Biden then invited Mohan to speak, promising to "be quiet" himself.
"So, my path actually started way back when I was a child, watching my first episode of Star Trek," Mohan said. "In addition to those fantastical scenes of space, what really captured my attention was this really close-knit team who was working together, manipulating this technological marvel with the sole purpose of exploring space and understanding new things and seeking new life.
"You know, Perseverance is my first mission at JPL where I've gotten to work from the very beginning of formulation, all the way through operations, and it made me feel like I was part of that crew. Being able to work with this incredibly diverse, talented team that has become like a family, spending years creating our own technological marvel has been a privilege.
"You know, those last days and weeks leading up to landing-day, it was pretty smooth, but we were all still really nervous and, frankly, terrified until we got through those final seven minutes. To be able to call 'touchdown' safely, to see those first images come back from Mars, to see the place where we have never been able to go to on Mars before and go there - reach there for the express purpose of seeking out new life just made it feel like I was living in a dream.

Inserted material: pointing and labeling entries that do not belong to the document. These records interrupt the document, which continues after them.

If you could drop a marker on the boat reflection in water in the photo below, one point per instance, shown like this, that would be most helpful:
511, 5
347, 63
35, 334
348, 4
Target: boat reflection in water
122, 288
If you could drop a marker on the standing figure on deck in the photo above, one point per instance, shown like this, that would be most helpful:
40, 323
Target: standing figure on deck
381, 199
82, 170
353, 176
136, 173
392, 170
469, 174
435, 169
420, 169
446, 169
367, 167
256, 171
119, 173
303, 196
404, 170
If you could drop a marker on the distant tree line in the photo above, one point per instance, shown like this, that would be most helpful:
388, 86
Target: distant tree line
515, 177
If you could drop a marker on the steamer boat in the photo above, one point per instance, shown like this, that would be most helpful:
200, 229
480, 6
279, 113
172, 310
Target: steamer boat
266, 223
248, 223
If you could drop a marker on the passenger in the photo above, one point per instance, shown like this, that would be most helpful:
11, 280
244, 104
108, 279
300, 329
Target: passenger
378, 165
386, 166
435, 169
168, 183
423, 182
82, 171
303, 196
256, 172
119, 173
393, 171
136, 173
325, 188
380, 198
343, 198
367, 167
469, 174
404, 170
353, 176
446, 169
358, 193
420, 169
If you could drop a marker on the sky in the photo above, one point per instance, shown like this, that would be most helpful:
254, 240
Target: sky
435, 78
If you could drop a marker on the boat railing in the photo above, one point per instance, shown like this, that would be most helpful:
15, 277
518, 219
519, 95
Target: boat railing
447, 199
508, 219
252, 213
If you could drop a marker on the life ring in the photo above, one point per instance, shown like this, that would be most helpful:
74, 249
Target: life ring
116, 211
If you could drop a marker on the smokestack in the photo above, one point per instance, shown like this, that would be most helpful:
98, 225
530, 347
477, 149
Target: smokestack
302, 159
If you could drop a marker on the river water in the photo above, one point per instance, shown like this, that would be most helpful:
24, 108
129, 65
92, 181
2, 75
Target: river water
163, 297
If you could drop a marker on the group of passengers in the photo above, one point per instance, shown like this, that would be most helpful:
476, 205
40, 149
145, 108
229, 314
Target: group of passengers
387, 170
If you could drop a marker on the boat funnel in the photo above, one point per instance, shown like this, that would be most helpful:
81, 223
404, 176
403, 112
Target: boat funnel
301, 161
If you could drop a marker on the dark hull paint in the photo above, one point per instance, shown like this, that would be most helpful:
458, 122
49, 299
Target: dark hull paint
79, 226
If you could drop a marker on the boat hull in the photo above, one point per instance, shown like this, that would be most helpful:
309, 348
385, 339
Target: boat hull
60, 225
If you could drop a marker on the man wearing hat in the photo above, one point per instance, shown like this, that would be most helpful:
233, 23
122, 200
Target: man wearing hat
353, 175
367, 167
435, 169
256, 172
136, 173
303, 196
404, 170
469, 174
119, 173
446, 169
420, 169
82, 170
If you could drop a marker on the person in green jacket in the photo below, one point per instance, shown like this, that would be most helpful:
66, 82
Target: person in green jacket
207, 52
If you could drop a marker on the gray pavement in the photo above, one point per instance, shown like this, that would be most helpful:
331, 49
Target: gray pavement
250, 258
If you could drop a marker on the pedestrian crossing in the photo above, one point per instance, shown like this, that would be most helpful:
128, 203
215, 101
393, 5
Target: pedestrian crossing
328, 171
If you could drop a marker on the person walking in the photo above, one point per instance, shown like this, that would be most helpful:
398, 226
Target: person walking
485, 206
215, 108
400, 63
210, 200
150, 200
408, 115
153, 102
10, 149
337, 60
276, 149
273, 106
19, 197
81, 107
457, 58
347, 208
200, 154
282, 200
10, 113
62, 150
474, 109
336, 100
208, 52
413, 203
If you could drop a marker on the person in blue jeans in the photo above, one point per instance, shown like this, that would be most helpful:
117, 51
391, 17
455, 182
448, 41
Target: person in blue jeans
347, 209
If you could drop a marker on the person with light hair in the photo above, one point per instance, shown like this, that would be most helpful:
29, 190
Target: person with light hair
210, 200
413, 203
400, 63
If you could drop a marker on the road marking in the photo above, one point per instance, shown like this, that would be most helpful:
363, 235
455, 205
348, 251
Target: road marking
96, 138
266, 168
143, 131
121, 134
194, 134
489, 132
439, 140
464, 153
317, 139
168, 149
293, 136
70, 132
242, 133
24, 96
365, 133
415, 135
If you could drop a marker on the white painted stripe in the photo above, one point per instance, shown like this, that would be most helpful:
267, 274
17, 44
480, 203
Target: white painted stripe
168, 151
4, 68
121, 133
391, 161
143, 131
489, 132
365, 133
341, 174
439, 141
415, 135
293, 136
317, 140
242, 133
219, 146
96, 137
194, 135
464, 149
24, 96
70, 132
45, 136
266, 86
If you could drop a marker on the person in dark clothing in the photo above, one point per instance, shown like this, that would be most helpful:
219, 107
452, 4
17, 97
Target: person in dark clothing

"Now that the tremendous relief has passed for the team of being able to be there safely, all that's left is the excitement and the thrill of all the scientific discoveries that are yet to come and what Perseverance can actually find - and hopefully find those signs of past life on Mars."
"Touchdown confirmed," Mohan had said over the public announcement system on February 18 that was heard on live telecast around the world, as mission control JPL erupted in applause, with the personnel leaping to their feet.
She had gone on to say, "Perseverance safely on the surface of Mars, ready to begin seeking the signs of past life."
With those words, Mohan became an overnight sensation.
Mohan moved to the US with her parents when she was just one, and grew up in the Northern Virginia/ Washington, DC metro area. She graduated from Cornell University in mechanical and aerospace engineering and did her masters and PhD at MIT in aeronautics and astronautics.
Biden said on the Nasa call, "What you did, you restored a dose of confidence in the American people. They were beginning to wonder about us. They were beginning to wonder, are we still the country we always believed we were? You guys did it."
Biden turned his attention to Mohan, without mentioning her, underscoring his focus on diversity. "One of the reasons why we're such an incredible country is we're such a diverse country," he said.